The ACCP 2004 recommendations for thromboprophylaxis of hospitalised patients are implemented on a group-specific routine approach rather than on individual risk assessment. This strategy allows the treating physician to find the recommended thromboprophylactic interventions for a specific target patient group. For surgical patients, one widely accepted way to stratify risk is the classification based on a simplified system that includes four categories of risk according to age (<40 y, >40 y, <60 y, >60 y), duration of the operation (<30 min, <2 h, >2 h), and presence of additional risk factors (Table 1). For hospitalised acutely ill medical patients, it might be more useful to assess an individually tailored RF profile that includes both predisposing and exposing factors. Predisposing factors (PF) are persistent patient characteristics such as age, history of previous VTE, varicose veins, or thrombophilia, whereas exposing factors (EF) are transient, such as trauma, chemotherapy, acute heart failure, or acute respiratory failure. Among patients presenting with VTE, 50% have had at least one predisposing RF. The incidence of inhospital acquired VTE in acutely medical ill patients is 10 to 15% [22]. For medical patients, a number of RF scores have been used as decision making tools to consider prophlaxis [23,24,25]. Problematic is that none of these scores have been validated and that some of the included factors are not clearly defined. Moreover, factor interaction and combination of various factors are unknown regarding their impact on the effective risk of VTE. Another risk assessment score has been used in a recent Swiss survey evaluating the routine use of thromboprophylaxis in acutely ill medical patients of eight different hospital centers in Switzerland [26]. The score used a classification of major, minor and additive risk factors (Table 2). Surprisingly, prophylaxis has been underand overused in about 45% of hospitalised medical high risk patients from Swiss academic and non-academic hospitals. Therefore, there is an urgent need to implement VTE prophylaxis among hospitalised medical patients in Switzerland.
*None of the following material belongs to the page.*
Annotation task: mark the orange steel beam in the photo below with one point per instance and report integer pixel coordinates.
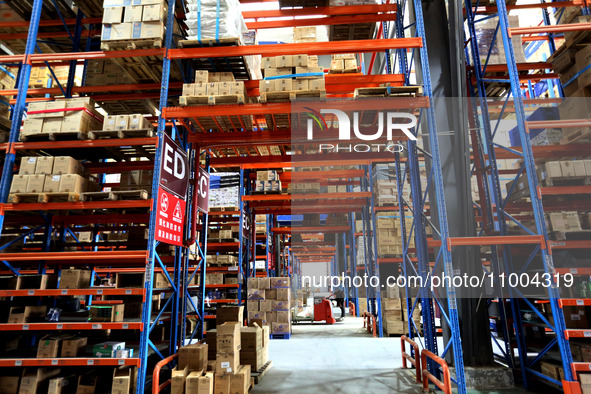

Hospitals with adequate information system resources may apply an electronic alert system, enabling the recognition of high risk patients without prophylaxis orders. Kucher et al. demonstrated that the application of a software program, that is linked to the patient database and identifies RF of consecutive hospitalised patients by alerting the responsible physician, results in a 40% reduction of in-hospital acquired VTE [27]. Disadvantages of individual RF assessment scoring such as logistic complexity and suboptimal compliance are eliminated by the implementation of an electronic alert system and may provide increased safety in identifying individual patients who do require thromboprophylaxis.

Thrombophilia and concomitant risk factors

Thrombophilia is one major risk factor causing hypercoagulable states. Thrombophilic factors are either genetic or acquired. The most frequent hereditary defects are factor VIII elevation, activated protein C (APC) resistance due to the factor V Leiden mutation, hyperhomocysteinaemia, and prothrombin G 20210A mutation. Prevalence among the normal population and in patients with VTE and relative risks are presented in Table 3 [28]. A number of other genetic factors have been associated with an increased risk for VTE or with recurrence of VTE such as low levels of tissue factor pathway inhibitor (TFPI) [29], a polymorphism of the promotor of plasminogen activator inhibitor-1 gene (PAI-1 4G/5G) [30], high levels of thrombin-activatable fibrinolysis inhibitor (TAFI) [31], factor VII-activating protease (FSAP) variant Marburg [32] and dysfibrinogenaemia. These factors, however, are of lesser clinical relevance due to either their low prevalence within the population or to weak evidence. Hyperhomocysteinaemia and elevated levels of factors I, VIII, XI, and APC-resistance may be hereditary or acquired. Anti-phospholipid antibodies are acquired and often occur with autoimmune disease, for example lupus erythematosus [33]. The risk of VTE with underlying thrombophilia is substantially higher when additional risk such as cancer, chemotherapy, surgery, prior VTE are present [34].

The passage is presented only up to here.